Range Query-Optimized Indexing for Streaming Data.

This is a brief description of CARP , which was (eventually) published to Supercomputing 2024. PDF here, and code here.

With CARP, we wanted to speed up ingestion of data from large parallel apps for range query indexing. Current approaches re-read data from the parallel filesystem, reprocess it, and write it back. These applications are \(O(100K)\) cores, and generate large amounts of data. Postprocessing costs valuable time and hardware resources.

In-situ indexing is a popular alternative. In-situ partitioning, which in my opinion is the king of in-situ indexing systems, currently does not work for range queries — CARP fixes that. Range queries like locality in their data layouts. A bulk sort maximizes data locality, but at significant I/O cost. CARP approximates this using a streaming pipeline.

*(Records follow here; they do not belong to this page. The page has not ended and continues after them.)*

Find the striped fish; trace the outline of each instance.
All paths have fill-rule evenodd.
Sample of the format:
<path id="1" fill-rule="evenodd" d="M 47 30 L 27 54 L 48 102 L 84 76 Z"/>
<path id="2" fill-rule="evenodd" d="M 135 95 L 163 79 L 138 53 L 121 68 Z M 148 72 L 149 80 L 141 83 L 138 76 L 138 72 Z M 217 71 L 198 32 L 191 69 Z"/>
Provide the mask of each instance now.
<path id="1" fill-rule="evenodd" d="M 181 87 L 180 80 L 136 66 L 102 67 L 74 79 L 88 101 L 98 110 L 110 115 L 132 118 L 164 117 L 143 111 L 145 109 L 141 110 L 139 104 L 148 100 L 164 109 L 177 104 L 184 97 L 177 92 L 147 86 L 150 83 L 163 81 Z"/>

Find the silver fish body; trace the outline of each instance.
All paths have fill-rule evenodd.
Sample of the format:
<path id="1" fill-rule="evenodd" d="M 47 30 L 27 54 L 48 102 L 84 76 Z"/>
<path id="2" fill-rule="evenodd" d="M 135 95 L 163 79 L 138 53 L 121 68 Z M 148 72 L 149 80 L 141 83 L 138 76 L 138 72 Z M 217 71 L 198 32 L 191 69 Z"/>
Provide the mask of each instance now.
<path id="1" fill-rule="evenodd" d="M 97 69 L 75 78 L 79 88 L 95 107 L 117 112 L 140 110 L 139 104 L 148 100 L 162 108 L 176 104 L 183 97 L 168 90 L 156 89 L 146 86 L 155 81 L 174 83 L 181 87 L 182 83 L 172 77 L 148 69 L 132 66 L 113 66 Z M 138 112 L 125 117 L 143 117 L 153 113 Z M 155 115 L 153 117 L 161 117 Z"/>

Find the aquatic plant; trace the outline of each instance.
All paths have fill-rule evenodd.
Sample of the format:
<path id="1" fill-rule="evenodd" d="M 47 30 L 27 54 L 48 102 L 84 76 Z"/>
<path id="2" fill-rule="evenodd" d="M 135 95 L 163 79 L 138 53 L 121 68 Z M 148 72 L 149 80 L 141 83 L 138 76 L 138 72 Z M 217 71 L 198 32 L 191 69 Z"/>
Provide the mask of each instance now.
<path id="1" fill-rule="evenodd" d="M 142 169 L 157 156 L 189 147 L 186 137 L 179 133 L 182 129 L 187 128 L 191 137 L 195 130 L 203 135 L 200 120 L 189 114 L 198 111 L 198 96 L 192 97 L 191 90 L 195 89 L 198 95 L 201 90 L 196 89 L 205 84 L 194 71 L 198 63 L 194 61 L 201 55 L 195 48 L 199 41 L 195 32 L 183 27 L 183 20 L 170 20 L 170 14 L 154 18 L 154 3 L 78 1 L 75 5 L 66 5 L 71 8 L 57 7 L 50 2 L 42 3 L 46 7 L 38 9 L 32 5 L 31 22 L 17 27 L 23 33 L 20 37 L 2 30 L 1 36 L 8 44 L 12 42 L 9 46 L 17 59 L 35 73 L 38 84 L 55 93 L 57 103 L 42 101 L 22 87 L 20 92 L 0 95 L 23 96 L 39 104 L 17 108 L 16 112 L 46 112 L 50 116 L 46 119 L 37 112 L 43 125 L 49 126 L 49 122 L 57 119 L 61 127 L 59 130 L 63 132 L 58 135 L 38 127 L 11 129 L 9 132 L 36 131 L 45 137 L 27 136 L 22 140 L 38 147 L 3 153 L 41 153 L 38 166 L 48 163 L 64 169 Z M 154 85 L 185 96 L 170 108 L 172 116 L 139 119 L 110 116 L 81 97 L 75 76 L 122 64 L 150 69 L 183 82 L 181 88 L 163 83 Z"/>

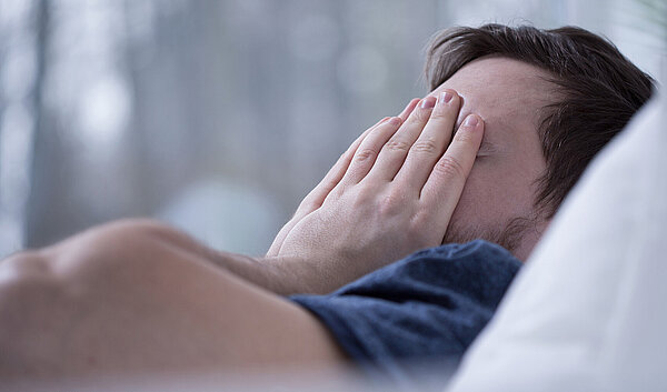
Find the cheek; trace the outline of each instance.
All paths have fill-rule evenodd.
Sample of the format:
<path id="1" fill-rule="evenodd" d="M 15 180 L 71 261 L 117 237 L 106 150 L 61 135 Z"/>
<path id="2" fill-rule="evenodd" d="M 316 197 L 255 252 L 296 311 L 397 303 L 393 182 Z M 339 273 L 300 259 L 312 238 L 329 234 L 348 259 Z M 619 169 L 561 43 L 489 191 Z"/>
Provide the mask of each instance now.
<path id="1" fill-rule="evenodd" d="M 501 229 L 515 217 L 532 210 L 532 187 L 524 173 L 500 165 L 477 162 L 451 222 L 461 228 Z"/>

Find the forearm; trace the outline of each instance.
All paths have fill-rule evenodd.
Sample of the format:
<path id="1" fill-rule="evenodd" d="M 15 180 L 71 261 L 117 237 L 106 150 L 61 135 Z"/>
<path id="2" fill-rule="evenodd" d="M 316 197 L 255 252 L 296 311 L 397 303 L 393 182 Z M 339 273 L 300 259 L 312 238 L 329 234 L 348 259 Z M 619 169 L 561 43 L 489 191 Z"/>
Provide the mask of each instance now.
<path id="1" fill-rule="evenodd" d="M 159 239 L 161 247 L 177 248 L 185 254 L 232 273 L 255 285 L 279 295 L 296 293 L 326 293 L 342 285 L 335 283 L 340 277 L 331 277 L 318 267 L 317 261 L 290 257 L 252 258 L 208 248 L 186 233 L 160 223 L 143 223 L 145 235 Z M 322 263 L 323 264 L 323 263 Z"/>

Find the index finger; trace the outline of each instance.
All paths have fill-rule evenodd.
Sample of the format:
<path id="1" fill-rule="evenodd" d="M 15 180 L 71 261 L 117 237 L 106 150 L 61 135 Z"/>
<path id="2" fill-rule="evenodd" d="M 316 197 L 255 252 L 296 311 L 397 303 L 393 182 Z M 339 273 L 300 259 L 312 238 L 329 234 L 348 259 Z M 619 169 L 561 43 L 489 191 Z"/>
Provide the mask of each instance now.
<path id="1" fill-rule="evenodd" d="M 484 120 L 477 114 L 469 114 L 421 189 L 422 210 L 432 217 L 432 224 L 442 233 L 461 197 L 482 135 Z"/>

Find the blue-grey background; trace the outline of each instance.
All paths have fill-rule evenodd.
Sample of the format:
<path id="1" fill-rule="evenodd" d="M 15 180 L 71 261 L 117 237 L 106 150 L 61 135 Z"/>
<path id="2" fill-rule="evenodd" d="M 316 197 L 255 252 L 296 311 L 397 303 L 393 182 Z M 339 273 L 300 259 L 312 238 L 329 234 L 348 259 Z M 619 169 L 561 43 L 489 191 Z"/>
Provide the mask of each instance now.
<path id="1" fill-rule="evenodd" d="M 579 24 L 646 71 L 660 0 L 0 0 L 0 257 L 122 217 L 260 254 L 357 134 L 424 96 L 424 46 Z"/>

CARP is essentially a greedy single-pass partial sorter. To preserve I/O cycles, we choose not to reorder data for perfect partitioning, but instead choose to compromise on the sortedness instead. This works really well — CARP queries are almost as fast as a full sort, but without any ingestion overhead (making CARP \(5\times\) faster than the state-of-the-art).

What is Missing

CARP is a tool in an analysis toolkit — it requires setting up, knowing when to use the CARP index, how to configure CARP etc.

These aspects significantly limit the adoption of advanced techniques by scientific data users. Databases have been working on this problem for ages — they expose a uniform interface (SQL), and smart query plans are able to transparently do The Best ThingTM. We need equivalents for scientific data analyses, and ways to incorporate techniques like approximate indices into their toolkits.